Landfills are currently estimated to be the third largest source of methane emissions in the U.S., according to the U.S. EPA's Inventory of Greenhouse Gas Emissions and Sinks. But that estimate is based on models that take a bottom-up approach to estimating landfill emissions, including studies on the decomposition of various waste streams and the efficiency of landfill gas collection systems.
The study determined a “a large discrepancy and generally poor correlation” between what scientists observed and how the U.S. Greenhouse Gas Reporting Program, which pulls together widely used estimates of emissions, models landfill methane emissions.

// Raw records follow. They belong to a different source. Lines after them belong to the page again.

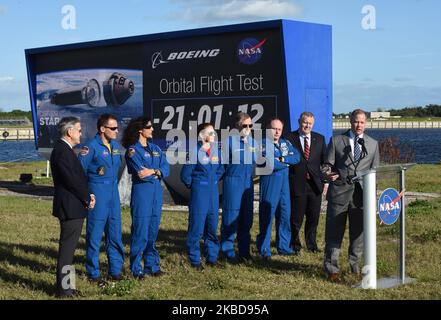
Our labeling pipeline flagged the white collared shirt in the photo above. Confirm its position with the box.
[299,132,311,152]
[349,130,364,157]
[61,138,73,149]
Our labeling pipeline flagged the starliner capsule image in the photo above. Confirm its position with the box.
[51,79,101,107]
[103,72,135,107]
[51,72,135,108]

The authors note that there could be “systematic issues with the models that underpin reporting programs.”
The Carbon Mapper study presents the case for more aggressively addressing methane plumes in landfills. Cusworth noted that the oil and gas sector overall most likely emits more methane and has more infrastructure in the U.S. But Carbon Mapper’s study found that 60% of the methane point sources identified in the study persisted for months or years, which is far more common than typical super-emitting events in the oil and gas sector.
Federal strategy is centered on addressing the highest-emitting point sources to get the biggest return on investment for emissions reductions. Through that lens, the comparatively smaller number of landfills emitting methane today offers a major methane reduction opportunity that so far has barely been measured, let alone contained, the study argues.
“If you just isolate those really persistent point sources that we see in the landfill sector, they kind of dominate all of landfill emissions,” Cusworth said. “If you really tackled those persistent point sources, you can realize a pretty significant reduction in methane emissions.”
The Carbon Mapper study picks up from an earlier look at waste facilities in California, conducted by the state in partnership with NASA's Jet Propulsion Laboratory. That study looked at more than 400 waste sites in the state and determined that 41% of the largest point sources of methane came from landfills. Methane can come from multiple sources at a landfill, including holes in the landfill cover or an open and active cell, where a recent EPA study determined far more methane is being emitted than was once assumed.
But the Carbon Mapper study noted that it sometimes detected point sources not just from the landfill cover, but also from a place where a gas collection system should ordinarily be working. In one case, the scientists measured a landfill in the Southern U.S. four times, and in each case they found that a flare which should have burned off excess emissions wasn't operating. As a result, that one malfunctioning point on a landfill was responsible for 322,000 megatons of carbon dioxide equivalent, or 11% of that state's total modeled methane emissions for the year.
"These could be things that are very hard to capture, if not nearly impossible to turn to data models to capture. But they still manifest as emissions and sometimes can be very significant emissions when you consider their contribution against other sources," Cusworth said.
The malfunctioning flare is evidence that "timely repairs could have significant impact" on reducing methane emissions, per the study. Cusworth said that in many cases, the technologies and processes that exist today could address these plumes when they're detected, but more regular and robust monitoring regimens must be adopted in order to catch emissions quickly. Even walking surveys to monitor emissions, where workers physically pace a landfill with a methane detection instrument to sniff out leaks, likely have a role to play in addressing methane emissions, he said.
He pointed out that while 52% of the landfills studied had point source emissions, the other 48% had no detectable point sources that surpassed the threshold Carbon Mapper surveyed, meaning their gas control practices were largely working as intended.
"I certainly am optimistic that there are solutions that exist today that can be implemented to mitigate this and to collect the gas," Cusworth said.